The legislation is the latest in a wave of transphobic proposals popping up in states across the nation, from coast to coast, backed by aggressive lobbying efforts from conservative groups that have sought to convince Republican elected officials to push such laws . In South Dakota, where multiple bills targeting trans youth have faltered as of late, state lawmakers were consulting with organizations including the Kelsey Coalition, which rejects transgender rights and purports to “promote policies and laws to protect young people who identify as transgender or nonbinary from medical and psychological harms.”

According to Griesmyer, the lobbying effort behind the Idaho bill has been spearheaded by the Alliance Defending Freedom, which has been fighting LGBTQ rights in courts and state houses for years, the Catholic Church, and the Madison Liberty Institute, which bills itself as an “independent research and educational organization whose mission is to promote the founding principles of the American republic, free-market solutions, and ‘secure the blessings of liberty to ourselves and posterity.’”
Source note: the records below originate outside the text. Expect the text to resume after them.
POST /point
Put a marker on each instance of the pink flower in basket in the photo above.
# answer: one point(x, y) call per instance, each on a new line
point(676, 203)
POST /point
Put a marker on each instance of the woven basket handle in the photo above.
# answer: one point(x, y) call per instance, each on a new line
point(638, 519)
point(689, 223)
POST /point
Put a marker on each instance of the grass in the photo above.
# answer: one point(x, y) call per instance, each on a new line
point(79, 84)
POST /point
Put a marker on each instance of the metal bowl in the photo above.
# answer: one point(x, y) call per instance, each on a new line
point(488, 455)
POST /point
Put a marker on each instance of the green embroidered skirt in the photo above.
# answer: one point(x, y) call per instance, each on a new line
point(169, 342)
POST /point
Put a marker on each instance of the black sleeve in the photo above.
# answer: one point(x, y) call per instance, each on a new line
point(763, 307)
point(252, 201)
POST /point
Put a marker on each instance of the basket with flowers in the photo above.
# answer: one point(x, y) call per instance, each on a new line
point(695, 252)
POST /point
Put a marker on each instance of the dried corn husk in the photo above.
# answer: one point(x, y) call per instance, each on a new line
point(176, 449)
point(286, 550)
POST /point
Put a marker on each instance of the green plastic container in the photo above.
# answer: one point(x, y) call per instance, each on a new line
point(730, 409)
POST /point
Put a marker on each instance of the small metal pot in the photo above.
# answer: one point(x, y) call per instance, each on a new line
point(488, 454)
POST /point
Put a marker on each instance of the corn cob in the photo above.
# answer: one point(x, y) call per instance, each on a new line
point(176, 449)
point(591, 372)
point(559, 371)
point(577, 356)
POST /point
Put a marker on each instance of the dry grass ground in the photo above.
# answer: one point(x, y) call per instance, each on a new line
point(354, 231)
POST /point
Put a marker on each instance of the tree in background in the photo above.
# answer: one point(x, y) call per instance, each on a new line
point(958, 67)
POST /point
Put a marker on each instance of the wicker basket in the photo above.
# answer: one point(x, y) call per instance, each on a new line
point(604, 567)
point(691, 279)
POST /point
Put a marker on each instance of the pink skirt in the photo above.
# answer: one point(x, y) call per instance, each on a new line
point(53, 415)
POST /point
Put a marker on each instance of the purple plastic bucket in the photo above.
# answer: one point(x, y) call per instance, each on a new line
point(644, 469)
Some procedural votes remain before the bill reaches the governor’s desk. Once it arrives, Griesmyer said she is hearing that Little plans to take up to two days to review the legislation.
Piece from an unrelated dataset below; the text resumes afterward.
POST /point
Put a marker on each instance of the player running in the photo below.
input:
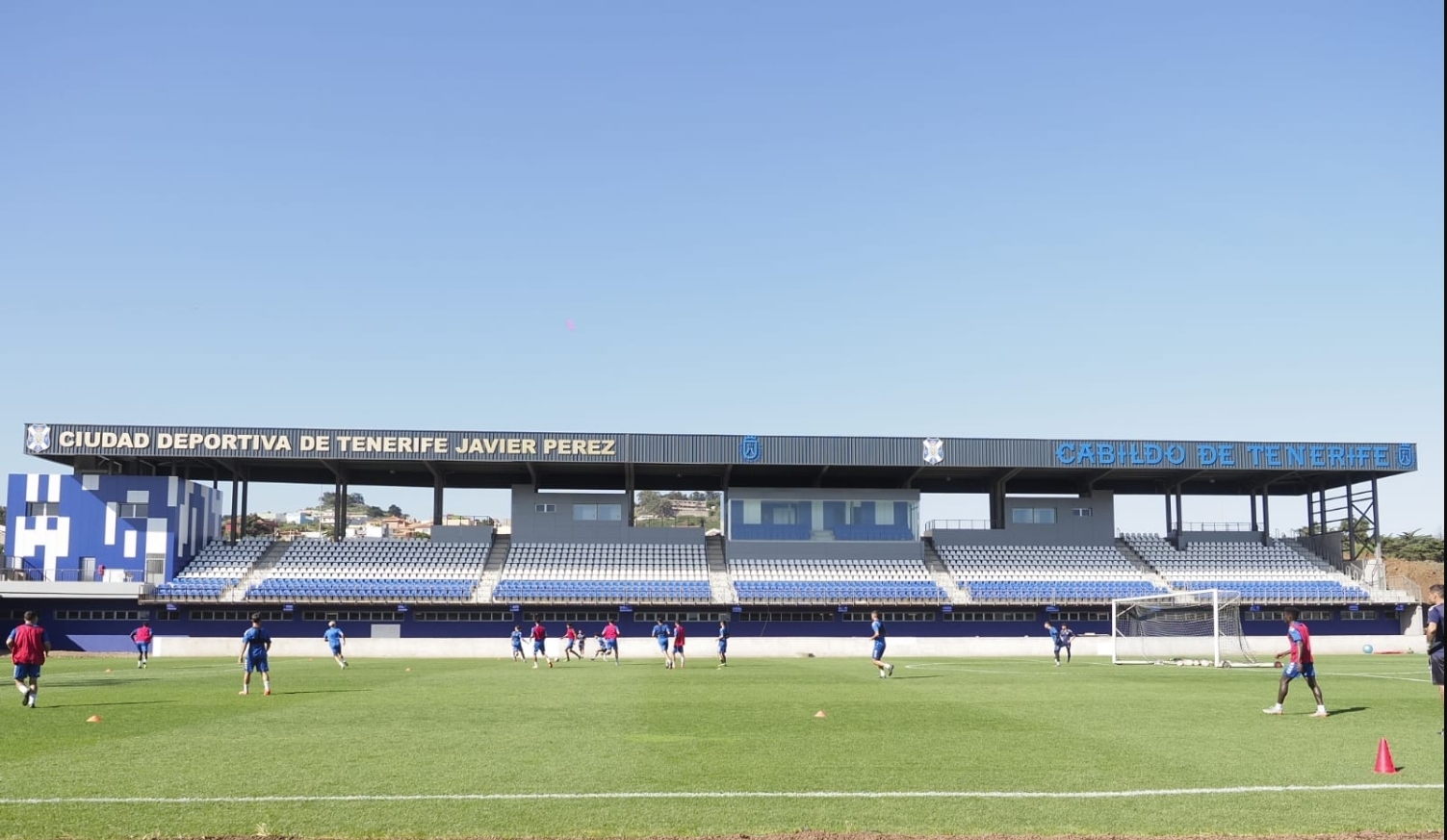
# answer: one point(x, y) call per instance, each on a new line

The legislative effort is drawing swift condemnation from advocacy groups. Human Rights Campaign president Alphonso David described the bill as “retrogressive, invasive, and patently anti-transgender” and issued warnings regarding the nationwide effort to discriminate against trans youth “through any legislative vehicle possible.”

“If HB 500 becomes law, it will send a strong message to trans youth that they are less than their peers and not deserving of community and acceptance,” David said in a written statement. “We implore Governor Little and other legislative leaders to stand up and reject this discriminatory measure.”